Disaster Recovery in vCloud Director

Chris Colotti February 13, 2012 Site Recovery Manager, vCloud, VMware, vSphere 4 Comments

Note: This is a re-post of the article written for the VMware vCloud Blogs.

This article assumes the reader has knowledge of vCloud Director, Site Recovery Manger, and vSphere. It will not go in to depth on some topics, we would like to refer to the Site Recovery Manager, vCloud Director and vSphere documentation for more in-depth details around some of the concepts. This solution is very much about Disaster Recovery OF the Cloud infrastructure itself using Site Recovery Manager and vCloud Director.
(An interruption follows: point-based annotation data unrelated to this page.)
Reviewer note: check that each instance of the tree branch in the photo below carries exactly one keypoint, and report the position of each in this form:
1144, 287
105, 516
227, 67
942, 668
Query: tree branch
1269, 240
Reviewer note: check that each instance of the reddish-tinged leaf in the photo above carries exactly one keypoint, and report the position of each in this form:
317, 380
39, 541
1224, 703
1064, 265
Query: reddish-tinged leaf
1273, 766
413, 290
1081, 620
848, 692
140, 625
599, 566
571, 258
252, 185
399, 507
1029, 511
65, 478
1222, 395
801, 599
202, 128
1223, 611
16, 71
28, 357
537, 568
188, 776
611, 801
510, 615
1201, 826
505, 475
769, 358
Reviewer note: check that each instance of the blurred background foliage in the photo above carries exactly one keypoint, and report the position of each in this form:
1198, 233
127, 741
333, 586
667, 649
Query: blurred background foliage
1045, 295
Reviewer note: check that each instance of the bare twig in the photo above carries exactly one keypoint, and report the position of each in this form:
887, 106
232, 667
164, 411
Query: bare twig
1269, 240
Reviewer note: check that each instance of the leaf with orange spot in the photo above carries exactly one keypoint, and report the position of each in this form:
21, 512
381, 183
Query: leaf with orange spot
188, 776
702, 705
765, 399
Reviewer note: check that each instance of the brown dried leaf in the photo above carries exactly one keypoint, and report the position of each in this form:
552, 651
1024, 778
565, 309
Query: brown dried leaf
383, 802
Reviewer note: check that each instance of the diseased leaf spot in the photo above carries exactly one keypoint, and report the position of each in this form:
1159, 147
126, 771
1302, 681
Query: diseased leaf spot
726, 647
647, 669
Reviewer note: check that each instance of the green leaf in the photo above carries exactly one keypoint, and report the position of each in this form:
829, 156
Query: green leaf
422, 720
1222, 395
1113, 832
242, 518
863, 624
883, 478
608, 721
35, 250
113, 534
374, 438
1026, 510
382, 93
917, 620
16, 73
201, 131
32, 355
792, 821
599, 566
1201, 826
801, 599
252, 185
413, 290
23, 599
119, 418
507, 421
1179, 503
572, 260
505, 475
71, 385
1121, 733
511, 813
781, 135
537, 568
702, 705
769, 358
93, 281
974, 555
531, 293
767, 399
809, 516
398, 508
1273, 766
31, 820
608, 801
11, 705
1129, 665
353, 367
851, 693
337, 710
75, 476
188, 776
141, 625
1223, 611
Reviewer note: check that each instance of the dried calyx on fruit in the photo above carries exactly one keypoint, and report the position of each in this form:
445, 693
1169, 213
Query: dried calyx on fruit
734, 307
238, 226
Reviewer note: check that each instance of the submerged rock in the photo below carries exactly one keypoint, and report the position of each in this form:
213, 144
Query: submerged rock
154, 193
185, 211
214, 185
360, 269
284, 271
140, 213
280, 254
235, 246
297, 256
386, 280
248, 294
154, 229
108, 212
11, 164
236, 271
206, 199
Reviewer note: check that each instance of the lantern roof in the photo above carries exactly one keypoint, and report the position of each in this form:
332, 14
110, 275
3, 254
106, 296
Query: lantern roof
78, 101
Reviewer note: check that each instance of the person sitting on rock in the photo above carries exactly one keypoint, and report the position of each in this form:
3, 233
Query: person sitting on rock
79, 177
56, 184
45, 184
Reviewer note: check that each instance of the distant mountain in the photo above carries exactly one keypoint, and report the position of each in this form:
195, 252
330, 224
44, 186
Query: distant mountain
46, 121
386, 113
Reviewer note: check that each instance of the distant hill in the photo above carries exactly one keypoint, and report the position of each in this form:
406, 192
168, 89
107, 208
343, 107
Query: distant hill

This is not intended to be a fully integrated solution, but rather a way to use both products together to achieve BCDR of the cloud.

Creating DR solutions for vCloud Director poses multiple challenges. These challenges all have a common theme. That is the automatic creation of objects by VMware vCloud Director such as resource pools, virtual machines, folders, and portgroups. vCloud Director and vCenter Server both heavily rely on management object reference identifiers (MoRef ID’s) for these objects. Any unplanned changes to these identifiers could, and often will, result in loss of functionality. vSphere Site Recovery Manager currently does not support protection of virtual machines managed by vCloud Director.

The vCloud Director and vCenter objects, which are referenced by each product, that are both identified to cause problems when identifiers are changed are:

Folders
Virtual machines
Resource Pools
Portgroups

Besides automatically created objects the following pre-created static objects are also often used and referenced to by vCloud Director.

Clusters
Datastores

Over the last few months we have worked on, and validated a solution which avoids changes to any of these objects. This solution simplifies the recovery of a vCloud Infrastructure and increases management infrastructure resiliency. The amazing thing is it can be implemented today with current products.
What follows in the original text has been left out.